Die Nichtigkeitsbeschwerde war mithin zu verwerfen. Das Erstgericht verhängte über den Angeklagten nach dem zweiten Strafsatz des § 133 Abs 2 StGB (im Urteil wurde offenbar infolge eines Schreibfehlers der erste Strafsatz zitiert) eine Freiheitsstrafe im Ausmaß von vierzehn Monaten. Es wertete bei der Strafbemessung als erschwerend die einschlägigen Vorstrafen und fand als mildernd nichts.

Mit seiner Berufung strebt der Angeklagte eine Strafherabsetzung an. Der Berufung kommt Berechtigung zu.

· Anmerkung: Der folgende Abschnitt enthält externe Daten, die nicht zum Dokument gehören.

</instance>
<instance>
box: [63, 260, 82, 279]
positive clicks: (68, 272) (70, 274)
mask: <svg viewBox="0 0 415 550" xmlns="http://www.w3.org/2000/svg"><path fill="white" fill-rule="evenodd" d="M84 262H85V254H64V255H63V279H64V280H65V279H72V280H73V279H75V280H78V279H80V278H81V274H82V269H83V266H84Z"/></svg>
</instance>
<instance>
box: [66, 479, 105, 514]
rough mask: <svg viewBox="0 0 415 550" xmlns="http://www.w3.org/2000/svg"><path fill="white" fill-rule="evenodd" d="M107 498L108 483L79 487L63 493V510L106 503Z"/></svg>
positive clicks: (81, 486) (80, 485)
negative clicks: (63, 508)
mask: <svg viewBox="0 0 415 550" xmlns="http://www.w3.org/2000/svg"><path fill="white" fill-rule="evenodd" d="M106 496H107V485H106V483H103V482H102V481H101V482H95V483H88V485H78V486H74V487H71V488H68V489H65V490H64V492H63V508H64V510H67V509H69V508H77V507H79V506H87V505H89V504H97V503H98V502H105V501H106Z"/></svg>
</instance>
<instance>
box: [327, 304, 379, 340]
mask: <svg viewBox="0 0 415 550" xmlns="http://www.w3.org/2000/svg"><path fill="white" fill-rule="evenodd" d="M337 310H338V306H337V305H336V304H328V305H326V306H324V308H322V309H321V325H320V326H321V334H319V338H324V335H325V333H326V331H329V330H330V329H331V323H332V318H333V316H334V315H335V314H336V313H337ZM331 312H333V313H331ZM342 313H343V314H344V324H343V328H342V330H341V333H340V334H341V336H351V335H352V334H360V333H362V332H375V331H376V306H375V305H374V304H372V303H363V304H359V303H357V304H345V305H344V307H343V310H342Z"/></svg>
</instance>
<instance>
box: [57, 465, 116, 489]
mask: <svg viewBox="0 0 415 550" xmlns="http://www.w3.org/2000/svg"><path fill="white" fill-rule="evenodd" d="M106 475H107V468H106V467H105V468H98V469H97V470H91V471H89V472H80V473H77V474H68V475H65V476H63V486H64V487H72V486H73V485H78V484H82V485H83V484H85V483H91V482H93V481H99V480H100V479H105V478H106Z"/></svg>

Die Strafzumessungsgründe wurden vom Schöffensenat insofern nur unvollständig erfaßt, als dem Umstand, daß der Zeitwert des veruntreuten Gutes die strafsatzerhöhende Wertgrenze von 100.000 S nur um ein Geringes übersteigt, nicht Rechnung getragen wurde. Unter Berücksichtigung dieses zusätzlichen Milderungsgrundes erweist sich aber das in erster Instanz gefundene Strafmaß als etwas überhöht.

Der Berufung war daher Folge zu geben und die Strafe wie aus dem Spruch ersichtlich zu ermäßigen.

Die Kostenentscheidung beruht auf der zitierten Gesetzesstelle.